Despair is the easy way out when so much crap - seemingly unconnected - is going on. What’s needed is anger, righteous anger.
Recall that magistrate in Valley, Alabama for ordering Menefield’s arrest. Make exit plans from Twitter and NEVER BUY ANYTHING from a Twitter ad till you bail. Go after corruption and vulture capitalists. Break up big tech under anti-monopoly laws. If Lindsey Graham tried to seat alternate Georgia electors, or Giuliani or Mike Lindell, go just as hard after them as they currently go after people of color, immigrants fleeing to safety, LGBTQ people, drag queens and all other powerless people.
The bottom line is that we’ve normalized excessive greed. The Federalist society has done that. The majority of SCOTUS is doing that. Corporate lobbyists are doing that. Overpaid tv news anchors becoming disconnected from the middle class are doing that.
The powerful require scapegoats to keep us distracted from the crimes of the powerful. And arresting 82 year old struggling grandmas is the result.

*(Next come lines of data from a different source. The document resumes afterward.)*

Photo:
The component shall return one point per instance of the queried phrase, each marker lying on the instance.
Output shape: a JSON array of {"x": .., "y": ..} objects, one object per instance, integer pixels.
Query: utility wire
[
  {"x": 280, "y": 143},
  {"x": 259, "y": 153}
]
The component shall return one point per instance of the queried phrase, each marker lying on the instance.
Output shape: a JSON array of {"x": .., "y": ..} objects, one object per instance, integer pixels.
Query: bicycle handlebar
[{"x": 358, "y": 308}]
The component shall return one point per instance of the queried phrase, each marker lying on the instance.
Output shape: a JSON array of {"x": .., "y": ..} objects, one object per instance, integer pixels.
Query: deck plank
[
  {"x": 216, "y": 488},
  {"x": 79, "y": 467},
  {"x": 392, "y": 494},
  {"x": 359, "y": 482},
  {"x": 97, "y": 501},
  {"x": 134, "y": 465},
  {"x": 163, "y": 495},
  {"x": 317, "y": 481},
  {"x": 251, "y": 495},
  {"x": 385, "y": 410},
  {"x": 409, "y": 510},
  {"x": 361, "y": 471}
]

The refusal to teach the history of institutionalized racism is the result. Mass shootings in schools is the result.
And it only changes with a commitment to sustain the fight for human rights for as long as we’re physically and mentally capable. You gotta see the big picture, all the connections of the corrupted people with excessive greed or their mooks and sycophants working as their hitmen and propagandists and groupies. And yes, even some clergy are just as complicit.
Excessive greed will destroy the planet via climate change, class wars, hate and bigotry. All are driven by the sickness of excessive greed.
And you and we remain the best hope to change that. Make it happen.
This world if so fucked up. Most countries honor their elderly. We throw them in jail. What a country. BTW I loved Molly Ivins. We’ve read several of her books, including those on George Bush and SCOTUS. Ann Richards and Molly were my favorite two people from Austin.